The Sydney Morning Herald headline said it all: The bottom of the pork barrel. The Auditor-General himself was a little more measured: The operation of the scheme fell short of acceptable standards of public administration. But one felt he had made his point.
This was not corruption on the grand scale, like the theft of hundreds of millions of taxpayer dollars to pay for political advertising; it was more like tickling the till for a few bucks to pay for a gambling habit. But somehow its pettiness only made it worse just another example of how tawdry and grubby the Howard gang had become after far too long in office.
Mark Vaile, the Nationals godfather, appeared nonplussed at the public outrage: well sure, from time to time ministers over-ruled bureaucrats, thats what ministers were for.

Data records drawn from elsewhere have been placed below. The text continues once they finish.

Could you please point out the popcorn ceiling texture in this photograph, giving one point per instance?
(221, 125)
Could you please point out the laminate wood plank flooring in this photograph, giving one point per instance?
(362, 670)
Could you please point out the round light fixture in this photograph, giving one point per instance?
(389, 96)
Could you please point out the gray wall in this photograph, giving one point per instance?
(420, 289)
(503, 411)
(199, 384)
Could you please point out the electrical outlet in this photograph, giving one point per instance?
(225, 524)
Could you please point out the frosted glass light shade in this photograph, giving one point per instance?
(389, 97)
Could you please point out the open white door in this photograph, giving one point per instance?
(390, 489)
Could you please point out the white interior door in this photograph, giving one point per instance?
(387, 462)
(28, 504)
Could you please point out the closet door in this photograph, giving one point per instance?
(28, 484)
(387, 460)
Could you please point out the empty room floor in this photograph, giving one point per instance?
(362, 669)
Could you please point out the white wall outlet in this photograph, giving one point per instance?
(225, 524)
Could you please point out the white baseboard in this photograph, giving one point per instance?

And if the decisions overwhelmingly favoured coalition electorates, that was because there were more of them, particularly in the bush.
He even suggested that there was something wrong and sinister about the Auditor-General publishing his report during an election campaign, and proceeded to knock off another $900,000 worth of hand-outs for his own electorate: this was not by-passing the system, he averred solemnly, it was pre-election promise, which was something altogether different. The distinction eluded most voters; on the other side of the continent a schoolteacher was roughly handled by police when he attempted to hand the Prime Minister a pooper-scooper.
Last Friday The Sydney Morning Herald ran an unflattering picture of the Dear Leader with the caption: This man is one week from oblivion. All the signs are that this was correct. I wont rest easily until he is securely buried at the crossroads with a wooden stake through his heart. But it is now possible, at last, to again see a glimmer of the light on the hill.